Tag Archive: Columbia University

Oct 12

Columbia University: Board Overrules Brown University and Classifies Student Assistants as Employees

By Divya Acharya.

Section 2(3) of the National Labor Relations Act (the “Act”) broadly defines an employee as “any employee,” subject to specified exceptions. Additionally, the Supreme Court has noted that the definition encompasses “any person who works for another in return for financial or other compensation.” Tasked with interpreting the wide-ranging breadth of this definition, the National Labor Relations Board (the “Board”) has rendered pendular decisions in cases such as New York University (2000), Brown University (2004), and, most recently, Columbia University (2016).

The Board issued a 3-1 decision in Columbia University, holding that student assistants working at private and nonprofit universities classify as employees pursuant to § 2(3) of the Act.

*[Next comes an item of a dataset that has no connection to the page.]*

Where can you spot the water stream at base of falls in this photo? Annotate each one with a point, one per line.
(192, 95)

In Columbia University, the Board revisited its earlier decisions in Brown University and New York University, which led to overturning the former and reinstating the latter.

In Columbia University, the majority reversed Brown University, which held that student assistants were primarily students and, therefore, had an educational, rather than an economic, relationship with the school. The Board found that it “deprived an entire category of workers of the protections of the Act without a convincing justification.” In Columbia University, we observe the Board embracing the rationale it applied in New York University, where it found that graduate assistants were employees pursuant to both § 2(3) of the Act and the common law agency doctrine.

Here, the Board did not find a compelling reason to exclude student assistants from the protections afforded by the Act. It is within the Board’s authority to treat student assistants as statutory employees when they are directed by the university to perform work for which they are compensated. In this case, the common law agency doctrine reflects a master-servant relationship between the student assistants and Columbia University: the university-employer has the right to control the student assistant-employee’s work, and the work is performed in exchange for compensation. Thus, since the standards for an employer-employee relationship are met under the common law test, it is sufficient to establish that the student assistant is a § 2(3) employee for all statutory purposes.

The Board reasoned that extending student assistants the right to engage in collective bargaining would not only preserve, but also advance the policies of the Act: to encourage collective bargaining and to protect a worker’s rights to freedom of association, self-organization, and designation of representatives of their own choosing.

It is important to note that when the New York University and Brown University decisions were rendered, the Board’s composition changed from that of a democratic majority to a republican majority. The Columbia University decision is the product of today’s democratic majority Board. Given that its changing members directly influence the Board’s decisions concerning this issue, it will be interesting to observe whether the looming presidential election will keep the pendulum swinging.